When I told my doctor I couldn't afford an operation, he offered to touch-up my X-rays.
A Jewish woman had two chickens. One got sick, so the woman made chicken soup out of the other one to help the sick one get well.
I've been in love with the same woman for forty-one years. If my wife finds out, she'll kill me.
While playing golf today, I hit two good balls. I stepped on a rake.
I played a great horse yesterday! It took seven horses to beat him.
Just think, if it weren't for marriage, men would go through life thinking they had no faults at all.
My son complains about headaches. I tell him all the time, when you get out of bed, it's feet first!
There was a girl knocking on my hotel room door all night! Finally, I let her out.
He had a defect, which to a comic might be fatal. He wasn't funny.
I'll never forget my first words in the theatre. "Peanuts. Popcorn."
Some people play a horse to win, some to place. I should have bet this horse to live.

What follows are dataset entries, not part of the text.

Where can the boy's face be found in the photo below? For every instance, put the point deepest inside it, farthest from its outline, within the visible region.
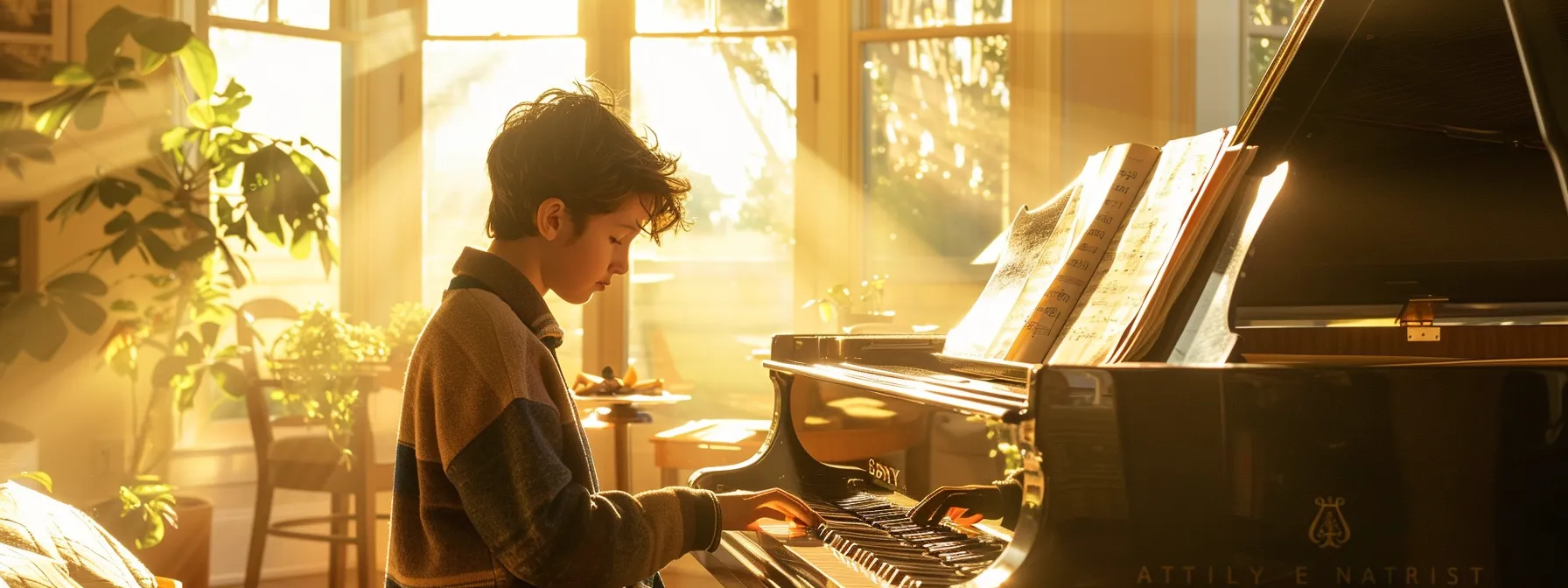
(582, 261)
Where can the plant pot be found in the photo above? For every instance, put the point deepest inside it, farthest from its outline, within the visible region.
(186, 552)
(18, 451)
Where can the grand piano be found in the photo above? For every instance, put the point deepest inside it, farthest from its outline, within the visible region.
(1376, 399)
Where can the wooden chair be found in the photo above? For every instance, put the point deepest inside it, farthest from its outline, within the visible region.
(308, 463)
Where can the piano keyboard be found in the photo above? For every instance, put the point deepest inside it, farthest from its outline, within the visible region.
(877, 536)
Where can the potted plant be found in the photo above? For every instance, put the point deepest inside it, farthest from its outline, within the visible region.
(402, 332)
(320, 361)
(180, 241)
(837, 308)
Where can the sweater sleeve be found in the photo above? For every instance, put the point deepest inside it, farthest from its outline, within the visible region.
(502, 452)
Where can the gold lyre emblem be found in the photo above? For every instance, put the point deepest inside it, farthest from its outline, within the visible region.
(1328, 528)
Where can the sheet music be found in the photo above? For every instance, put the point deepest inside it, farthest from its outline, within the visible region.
(1120, 186)
(1067, 231)
(1026, 243)
(1120, 287)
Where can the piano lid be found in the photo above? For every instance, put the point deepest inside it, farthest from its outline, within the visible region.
(1418, 164)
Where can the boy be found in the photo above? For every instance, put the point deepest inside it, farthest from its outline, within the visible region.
(494, 482)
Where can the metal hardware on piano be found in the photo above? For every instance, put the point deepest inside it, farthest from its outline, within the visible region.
(1432, 130)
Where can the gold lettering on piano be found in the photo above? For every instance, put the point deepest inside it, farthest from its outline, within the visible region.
(1328, 528)
(1310, 576)
(886, 474)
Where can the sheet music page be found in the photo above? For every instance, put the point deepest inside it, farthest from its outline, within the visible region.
(1118, 187)
(1067, 231)
(1026, 241)
(1225, 179)
(1120, 289)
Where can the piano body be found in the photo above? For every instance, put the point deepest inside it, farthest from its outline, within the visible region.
(1425, 152)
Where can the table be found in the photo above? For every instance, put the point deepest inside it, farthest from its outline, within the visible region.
(620, 413)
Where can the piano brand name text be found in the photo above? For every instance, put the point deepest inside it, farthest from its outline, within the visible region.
(1312, 576)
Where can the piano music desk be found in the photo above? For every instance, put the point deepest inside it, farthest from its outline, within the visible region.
(706, 443)
(620, 413)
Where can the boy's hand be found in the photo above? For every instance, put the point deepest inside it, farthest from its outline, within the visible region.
(964, 505)
(744, 508)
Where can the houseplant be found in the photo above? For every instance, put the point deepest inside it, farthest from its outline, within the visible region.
(837, 306)
(166, 231)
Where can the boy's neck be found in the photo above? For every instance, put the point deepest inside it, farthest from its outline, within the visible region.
(524, 256)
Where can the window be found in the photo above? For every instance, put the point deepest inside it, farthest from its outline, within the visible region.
(704, 300)
(249, 39)
(934, 105)
(483, 57)
(1264, 25)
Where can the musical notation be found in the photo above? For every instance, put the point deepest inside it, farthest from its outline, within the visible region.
(1122, 284)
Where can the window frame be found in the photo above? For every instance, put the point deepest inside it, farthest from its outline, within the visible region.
(1250, 32)
(203, 433)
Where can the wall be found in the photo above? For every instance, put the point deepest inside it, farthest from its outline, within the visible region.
(79, 410)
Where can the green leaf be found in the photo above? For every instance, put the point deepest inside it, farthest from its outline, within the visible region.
(162, 35)
(128, 500)
(120, 223)
(201, 113)
(74, 75)
(304, 142)
(90, 115)
(79, 283)
(231, 380)
(150, 61)
(158, 180)
(52, 118)
(209, 332)
(107, 35)
(41, 479)
(201, 67)
(83, 312)
(173, 138)
(170, 368)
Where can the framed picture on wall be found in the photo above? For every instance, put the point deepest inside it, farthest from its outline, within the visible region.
(18, 248)
(32, 35)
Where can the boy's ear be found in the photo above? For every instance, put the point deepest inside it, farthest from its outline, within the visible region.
(550, 218)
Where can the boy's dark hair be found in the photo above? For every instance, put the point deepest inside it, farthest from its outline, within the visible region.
(572, 144)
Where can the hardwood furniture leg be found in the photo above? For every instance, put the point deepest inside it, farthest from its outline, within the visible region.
(338, 568)
(263, 513)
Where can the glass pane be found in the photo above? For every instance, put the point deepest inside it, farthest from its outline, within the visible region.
(944, 13)
(284, 112)
(281, 110)
(1272, 13)
(752, 15)
(469, 87)
(1259, 51)
(248, 10)
(480, 18)
(673, 16)
(306, 13)
(934, 154)
(704, 300)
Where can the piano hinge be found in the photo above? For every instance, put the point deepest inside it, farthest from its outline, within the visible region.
(1418, 317)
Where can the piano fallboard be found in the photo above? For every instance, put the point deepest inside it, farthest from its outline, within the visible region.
(1144, 474)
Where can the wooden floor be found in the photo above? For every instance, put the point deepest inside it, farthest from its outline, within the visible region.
(684, 572)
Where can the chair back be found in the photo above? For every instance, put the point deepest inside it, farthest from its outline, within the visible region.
(253, 354)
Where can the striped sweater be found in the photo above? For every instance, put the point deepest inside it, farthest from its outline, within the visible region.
(494, 482)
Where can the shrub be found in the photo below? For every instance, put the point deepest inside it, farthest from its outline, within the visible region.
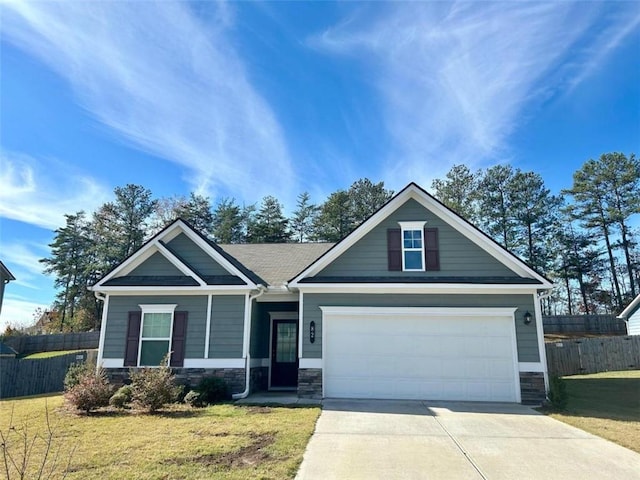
(75, 371)
(558, 396)
(213, 390)
(153, 388)
(122, 397)
(194, 399)
(92, 391)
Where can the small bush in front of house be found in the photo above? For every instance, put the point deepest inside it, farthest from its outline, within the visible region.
(558, 396)
(122, 398)
(91, 391)
(213, 390)
(153, 388)
(194, 399)
(75, 371)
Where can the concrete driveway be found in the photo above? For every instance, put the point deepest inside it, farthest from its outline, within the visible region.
(378, 439)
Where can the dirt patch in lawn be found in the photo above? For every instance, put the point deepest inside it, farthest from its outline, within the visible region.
(248, 456)
(259, 409)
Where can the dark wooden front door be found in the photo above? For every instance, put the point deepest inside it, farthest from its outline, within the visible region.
(284, 353)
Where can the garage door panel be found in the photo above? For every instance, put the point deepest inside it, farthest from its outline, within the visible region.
(419, 357)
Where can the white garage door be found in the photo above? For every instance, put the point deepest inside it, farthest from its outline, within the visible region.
(420, 353)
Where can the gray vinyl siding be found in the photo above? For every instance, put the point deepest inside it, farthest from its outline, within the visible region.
(195, 256)
(118, 316)
(227, 326)
(156, 265)
(527, 340)
(459, 256)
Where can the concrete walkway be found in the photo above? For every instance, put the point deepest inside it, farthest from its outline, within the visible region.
(365, 439)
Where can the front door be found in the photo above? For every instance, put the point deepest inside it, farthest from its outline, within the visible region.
(284, 354)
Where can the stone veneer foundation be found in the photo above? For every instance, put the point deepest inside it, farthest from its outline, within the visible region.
(310, 383)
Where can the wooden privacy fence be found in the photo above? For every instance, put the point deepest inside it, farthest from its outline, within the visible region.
(21, 377)
(26, 344)
(593, 355)
(599, 324)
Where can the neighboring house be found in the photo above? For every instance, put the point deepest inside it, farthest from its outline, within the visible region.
(416, 303)
(631, 315)
(5, 277)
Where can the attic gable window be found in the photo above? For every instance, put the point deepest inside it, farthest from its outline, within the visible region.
(412, 246)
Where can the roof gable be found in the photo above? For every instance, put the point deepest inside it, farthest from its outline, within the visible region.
(158, 263)
(498, 261)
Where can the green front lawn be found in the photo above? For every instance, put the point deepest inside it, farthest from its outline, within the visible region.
(218, 442)
(605, 404)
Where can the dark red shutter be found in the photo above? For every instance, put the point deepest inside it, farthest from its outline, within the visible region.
(394, 249)
(133, 338)
(431, 252)
(178, 339)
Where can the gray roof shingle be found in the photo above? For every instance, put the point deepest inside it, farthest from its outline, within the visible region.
(275, 263)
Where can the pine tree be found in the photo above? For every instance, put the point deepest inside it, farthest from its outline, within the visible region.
(459, 191)
(303, 218)
(69, 265)
(270, 225)
(227, 222)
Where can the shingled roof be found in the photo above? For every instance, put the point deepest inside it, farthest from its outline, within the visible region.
(275, 263)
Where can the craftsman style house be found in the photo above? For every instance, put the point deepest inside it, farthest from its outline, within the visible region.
(415, 303)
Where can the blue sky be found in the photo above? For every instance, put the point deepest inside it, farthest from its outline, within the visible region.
(250, 99)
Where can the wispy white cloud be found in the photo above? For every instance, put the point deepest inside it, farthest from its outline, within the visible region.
(18, 313)
(40, 195)
(457, 78)
(166, 82)
(24, 261)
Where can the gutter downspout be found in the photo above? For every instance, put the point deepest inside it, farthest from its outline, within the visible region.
(247, 341)
(542, 346)
(103, 327)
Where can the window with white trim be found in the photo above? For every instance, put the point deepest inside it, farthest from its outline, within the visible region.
(412, 246)
(155, 334)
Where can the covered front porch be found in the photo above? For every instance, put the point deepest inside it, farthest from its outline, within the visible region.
(274, 346)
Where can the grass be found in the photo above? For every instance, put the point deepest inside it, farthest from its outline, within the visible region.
(57, 353)
(217, 442)
(606, 404)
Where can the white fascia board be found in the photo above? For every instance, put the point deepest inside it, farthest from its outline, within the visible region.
(176, 262)
(195, 238)
(111, 363)
(417, 288)
(630, 308)
(173, 290)
(438, 311)
(270, 296)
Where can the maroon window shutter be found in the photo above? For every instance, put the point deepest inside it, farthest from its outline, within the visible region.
(431, 252)
(178, 339)
(133, 337)
(394, 249)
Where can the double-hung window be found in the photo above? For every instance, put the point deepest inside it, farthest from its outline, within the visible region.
(156, 333)
(412, 246)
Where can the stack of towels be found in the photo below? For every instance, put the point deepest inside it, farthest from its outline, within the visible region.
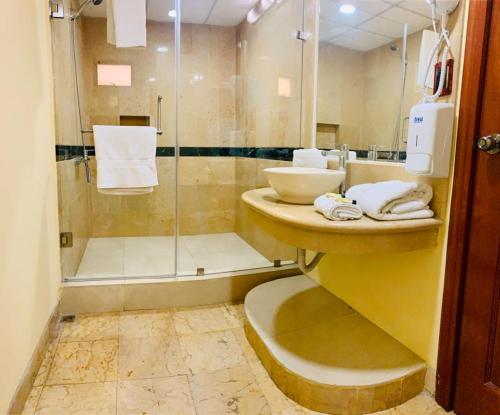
(126, 23)
(393, 200)
(311, 157)
(126, 159)
(390, 200)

You have a nice personality, but not for a human being.
This man used to go to school with his dog. Then they were separated. His dog graduated!
She's been married so many times she has rice marks on her face.
My dad was the town drunk. Most of the time that's not so bad; but New York City?
This man is frank and earnest with women. In Fresno, he's Frank and in Chicago he's Ernest.
I played a lot of tough clubs in my time. Once a guy in one of those clubs wanted to bet me $10 that I was dead. I was afraid to bet.
I know a man who doesn't pay to have his trash taken out. How does he get rid of his trash? He gift wraps it, and puts in into an unlocked car.
She's a big-hearted girl with hips to match.
If you had your life to live over again, do it overseas.
Why do Jewish men die before their wives? They want to.
You have a ready wit. Tell me when it's ready.
Those two are a fastidious couple. She's fast and he's hideous.